When are an investor and with a reading and ‘intellectual’ arrogance, you end up having some problems! You need a comprehensive plan to counter them. This article is partly autobiographical and part learning from friends who are far better than me.

What are the biases…and how to counter them?

  1. Bracketing oneself: If you have read Graham, Buffett, Fisher..it feels great to call yourself a ‘Value Investor’ and even today it is sexy to call yourself a V.I. because it feels very intellectual. It is not easy being a V.I. in a market on steroids and which is not giving too much of an opportunity for the past few years! Look at the BFSI valuation, if you are a VI with a Graham kind of a process will you be able to buy anything at all? and how long will you hold?
  2. The Peter Lynch bias: PL is a person who increased my contempt for worrying about Macro. It is true that you cannot control the macros and it is of no great use worrying about the macros, but ignoring it totally makes no sense.
  3. Value Investors are superior to others bias. Bullshit argument, but most of us wear it on our sleeve.
  4. Trading is for the lesser mortals! Most investors (even wannabe ones) will quickly say “we are not traders we are investors”. I have no clue why this intellectual superiority. George Soros runs a good Wealth Business where he does a lot of trading – and believe me his business is far less opaque compared to the richest man in the world. In fact far more open. As a student he is a better person to track especially if you are worried about world macros. No. Not for the small investor.
  5. Over-researching: The missing of the obvious is a huge, huge mistake which intellectuals do. I remember the Liberty-Coromandel International deal. The ratio was overwhelmingly favoring Liberty (price wise because CI had moved up but L had not). We kept doing the deals WONDERING why the big investors were not catching on to the transactions. Not even alert HNI did the deal (remember LTCG was nil) and I replaced my whole CI portfolio with L shares. I still do not know how some of my Hni friends and super Hni friends missed the deal. THEY KNEW ABOUT THE DEAL, it was public knowledge and these people had the shares in their portfolio.
  6. I HAVE to do something different mind set. How can I just buy more of Cummins, Siemens, Nestle, Hdfc,….etc. THIS IS KNOWN. I need to look for something far more exciting. Sadly, such research is very tough, and in most cases UNNECESSARY. We can always leave this to our friends who are VCs. Let them do it. We can ride them one year before the IPO!!
  7. Not removing the cobweb of poor management: I have had poor experience in the past dealing with Shriram group (South), have had poor investment returns from Aditya Birla group, did not like Hyderabad and Delhi based promoters (my equity research days), …and it continues. I have not been able to participate in Shriram group ever after that experience in 1993/4..or maybe even earlier. Such strong biases hurt badly if you are a fund manager. I cannot over come some of these biases.
  8. Home bias. It is only recently that I have some US $ denominated assets..otherwise I have a fully domestic portfolio. This flies in the face of my longer term view that Indexing will work. For Indexing to really work, only 2% of my portfolio should be Indian!

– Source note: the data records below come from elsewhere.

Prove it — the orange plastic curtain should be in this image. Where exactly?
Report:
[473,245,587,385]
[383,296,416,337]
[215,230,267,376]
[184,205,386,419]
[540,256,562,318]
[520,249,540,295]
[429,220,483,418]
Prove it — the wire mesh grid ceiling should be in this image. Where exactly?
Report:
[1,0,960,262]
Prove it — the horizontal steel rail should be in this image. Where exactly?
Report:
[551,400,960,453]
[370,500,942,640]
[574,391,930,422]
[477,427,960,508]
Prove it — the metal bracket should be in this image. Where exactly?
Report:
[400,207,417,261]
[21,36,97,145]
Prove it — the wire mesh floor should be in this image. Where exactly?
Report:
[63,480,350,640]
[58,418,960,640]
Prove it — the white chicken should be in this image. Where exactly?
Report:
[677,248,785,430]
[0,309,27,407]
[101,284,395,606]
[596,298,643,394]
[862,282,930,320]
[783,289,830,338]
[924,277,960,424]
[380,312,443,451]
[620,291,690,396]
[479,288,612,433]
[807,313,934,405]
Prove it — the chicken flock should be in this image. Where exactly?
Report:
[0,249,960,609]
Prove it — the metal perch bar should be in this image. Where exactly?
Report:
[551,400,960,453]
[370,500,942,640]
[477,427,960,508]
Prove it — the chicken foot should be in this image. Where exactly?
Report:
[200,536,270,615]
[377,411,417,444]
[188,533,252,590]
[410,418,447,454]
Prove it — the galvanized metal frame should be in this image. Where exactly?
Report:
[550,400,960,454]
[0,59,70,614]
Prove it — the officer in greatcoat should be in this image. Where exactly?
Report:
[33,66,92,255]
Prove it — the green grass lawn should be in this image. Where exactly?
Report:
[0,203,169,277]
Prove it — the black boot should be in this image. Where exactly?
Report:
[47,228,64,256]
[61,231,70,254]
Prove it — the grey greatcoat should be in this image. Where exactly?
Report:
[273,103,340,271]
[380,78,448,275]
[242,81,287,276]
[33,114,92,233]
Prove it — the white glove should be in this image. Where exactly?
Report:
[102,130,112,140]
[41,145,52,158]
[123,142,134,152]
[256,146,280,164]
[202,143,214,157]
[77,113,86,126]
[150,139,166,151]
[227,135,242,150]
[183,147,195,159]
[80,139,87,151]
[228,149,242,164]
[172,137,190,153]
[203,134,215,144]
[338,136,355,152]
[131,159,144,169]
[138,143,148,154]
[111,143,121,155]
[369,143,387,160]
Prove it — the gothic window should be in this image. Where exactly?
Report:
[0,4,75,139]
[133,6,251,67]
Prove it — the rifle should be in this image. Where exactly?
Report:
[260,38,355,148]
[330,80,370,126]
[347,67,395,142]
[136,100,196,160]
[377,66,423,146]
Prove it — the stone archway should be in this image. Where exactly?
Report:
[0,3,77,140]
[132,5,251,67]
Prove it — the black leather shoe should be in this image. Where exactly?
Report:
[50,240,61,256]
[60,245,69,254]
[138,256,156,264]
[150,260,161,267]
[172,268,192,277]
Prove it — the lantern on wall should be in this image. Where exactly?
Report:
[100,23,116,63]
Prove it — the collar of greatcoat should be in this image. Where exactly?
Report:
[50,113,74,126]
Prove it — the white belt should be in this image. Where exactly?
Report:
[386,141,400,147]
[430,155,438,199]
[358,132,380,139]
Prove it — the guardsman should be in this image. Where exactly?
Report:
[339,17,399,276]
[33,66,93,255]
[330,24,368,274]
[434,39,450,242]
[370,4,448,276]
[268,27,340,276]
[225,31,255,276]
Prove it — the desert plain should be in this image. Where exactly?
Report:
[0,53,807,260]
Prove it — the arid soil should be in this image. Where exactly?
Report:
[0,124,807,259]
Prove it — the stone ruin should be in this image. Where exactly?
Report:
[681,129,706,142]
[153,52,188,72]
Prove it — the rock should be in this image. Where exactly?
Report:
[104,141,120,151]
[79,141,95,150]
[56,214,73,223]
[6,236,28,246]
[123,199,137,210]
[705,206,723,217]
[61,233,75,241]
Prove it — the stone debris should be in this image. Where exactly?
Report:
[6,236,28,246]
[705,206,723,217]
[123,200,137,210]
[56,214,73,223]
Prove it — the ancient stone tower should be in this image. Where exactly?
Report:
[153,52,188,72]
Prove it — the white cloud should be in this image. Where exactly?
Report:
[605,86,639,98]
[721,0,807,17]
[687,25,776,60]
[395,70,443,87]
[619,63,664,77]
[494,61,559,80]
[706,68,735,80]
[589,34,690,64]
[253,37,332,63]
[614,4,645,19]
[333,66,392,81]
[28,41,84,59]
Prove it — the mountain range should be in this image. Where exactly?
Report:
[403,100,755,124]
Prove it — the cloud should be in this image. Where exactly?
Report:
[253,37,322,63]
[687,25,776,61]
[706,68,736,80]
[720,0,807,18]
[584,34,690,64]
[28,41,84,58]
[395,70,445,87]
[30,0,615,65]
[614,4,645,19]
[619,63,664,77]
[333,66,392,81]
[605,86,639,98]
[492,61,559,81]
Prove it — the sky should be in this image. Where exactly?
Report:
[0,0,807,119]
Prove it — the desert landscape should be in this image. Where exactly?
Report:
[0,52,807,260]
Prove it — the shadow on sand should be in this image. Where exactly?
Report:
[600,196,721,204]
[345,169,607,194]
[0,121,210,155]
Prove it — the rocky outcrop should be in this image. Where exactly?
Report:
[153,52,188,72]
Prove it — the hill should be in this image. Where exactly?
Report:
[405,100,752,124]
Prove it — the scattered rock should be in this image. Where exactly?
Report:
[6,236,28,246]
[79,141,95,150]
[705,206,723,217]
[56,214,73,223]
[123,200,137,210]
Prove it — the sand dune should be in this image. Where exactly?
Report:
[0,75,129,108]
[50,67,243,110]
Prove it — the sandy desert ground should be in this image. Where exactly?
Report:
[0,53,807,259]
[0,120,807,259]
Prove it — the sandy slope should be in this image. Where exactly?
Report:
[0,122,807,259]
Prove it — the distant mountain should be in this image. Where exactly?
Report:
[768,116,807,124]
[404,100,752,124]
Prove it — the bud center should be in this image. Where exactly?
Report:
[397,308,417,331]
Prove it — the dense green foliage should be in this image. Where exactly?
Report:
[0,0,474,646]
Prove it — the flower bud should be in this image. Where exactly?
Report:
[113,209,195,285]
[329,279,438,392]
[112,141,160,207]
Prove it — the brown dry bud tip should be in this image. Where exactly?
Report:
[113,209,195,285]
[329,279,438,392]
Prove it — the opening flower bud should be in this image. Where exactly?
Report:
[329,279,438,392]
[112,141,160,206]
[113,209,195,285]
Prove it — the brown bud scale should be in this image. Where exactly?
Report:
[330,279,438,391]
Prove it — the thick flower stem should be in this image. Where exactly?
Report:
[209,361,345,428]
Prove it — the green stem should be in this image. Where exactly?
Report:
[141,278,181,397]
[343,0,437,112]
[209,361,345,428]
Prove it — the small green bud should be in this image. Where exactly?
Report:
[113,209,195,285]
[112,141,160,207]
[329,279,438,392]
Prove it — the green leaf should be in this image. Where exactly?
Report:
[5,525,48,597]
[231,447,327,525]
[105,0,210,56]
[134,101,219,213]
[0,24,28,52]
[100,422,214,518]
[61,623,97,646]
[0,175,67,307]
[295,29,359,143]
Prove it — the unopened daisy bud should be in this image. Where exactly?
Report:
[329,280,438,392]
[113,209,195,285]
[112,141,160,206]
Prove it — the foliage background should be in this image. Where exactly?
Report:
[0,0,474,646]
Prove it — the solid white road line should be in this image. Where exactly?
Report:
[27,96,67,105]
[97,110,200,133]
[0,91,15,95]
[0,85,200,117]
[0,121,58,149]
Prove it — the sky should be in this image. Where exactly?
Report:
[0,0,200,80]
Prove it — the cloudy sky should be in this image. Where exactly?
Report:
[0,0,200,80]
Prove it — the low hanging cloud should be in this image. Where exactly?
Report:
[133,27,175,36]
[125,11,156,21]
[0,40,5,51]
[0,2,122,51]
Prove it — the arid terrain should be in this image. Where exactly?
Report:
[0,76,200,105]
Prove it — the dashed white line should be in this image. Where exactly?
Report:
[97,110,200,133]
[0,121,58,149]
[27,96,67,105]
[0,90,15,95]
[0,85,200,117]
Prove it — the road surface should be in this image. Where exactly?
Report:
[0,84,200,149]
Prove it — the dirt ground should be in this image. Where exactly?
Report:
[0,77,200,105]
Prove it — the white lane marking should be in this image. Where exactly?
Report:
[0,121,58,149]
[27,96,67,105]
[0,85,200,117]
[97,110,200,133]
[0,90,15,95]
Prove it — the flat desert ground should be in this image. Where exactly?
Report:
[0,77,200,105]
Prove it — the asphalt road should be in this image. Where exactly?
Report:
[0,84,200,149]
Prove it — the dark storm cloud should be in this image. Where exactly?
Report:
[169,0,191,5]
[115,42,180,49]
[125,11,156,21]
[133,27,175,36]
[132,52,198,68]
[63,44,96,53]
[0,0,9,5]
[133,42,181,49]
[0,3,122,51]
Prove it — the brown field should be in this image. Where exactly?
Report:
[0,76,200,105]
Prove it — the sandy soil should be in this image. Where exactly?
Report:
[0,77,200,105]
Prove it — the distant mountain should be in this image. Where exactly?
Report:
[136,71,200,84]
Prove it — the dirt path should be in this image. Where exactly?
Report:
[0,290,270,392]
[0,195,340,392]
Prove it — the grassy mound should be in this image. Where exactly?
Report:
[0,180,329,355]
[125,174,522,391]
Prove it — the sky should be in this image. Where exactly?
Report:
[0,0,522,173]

these are my biases, and I struggle with them. Some fit into the behavioral finance books, some do not. Hopefully I will do a post on how i handle some of them and how I have given up on worrying about some of them. Not all biases need to be fought. For example I have lived (and can live the rest of my life) with management and geography biases.

  1. There is no indicator for Corporate Governance. Value Investors, Gurus, Analysis and Seasoned Investors eaten humble pie with CG. Investors are ready to pay any price for the quality stocks (look at Dmart PE). Guess, VI, DCF and other value models have become obsolete in today’s markets. What surprises me is that not even good dividend yield stocks is valued high.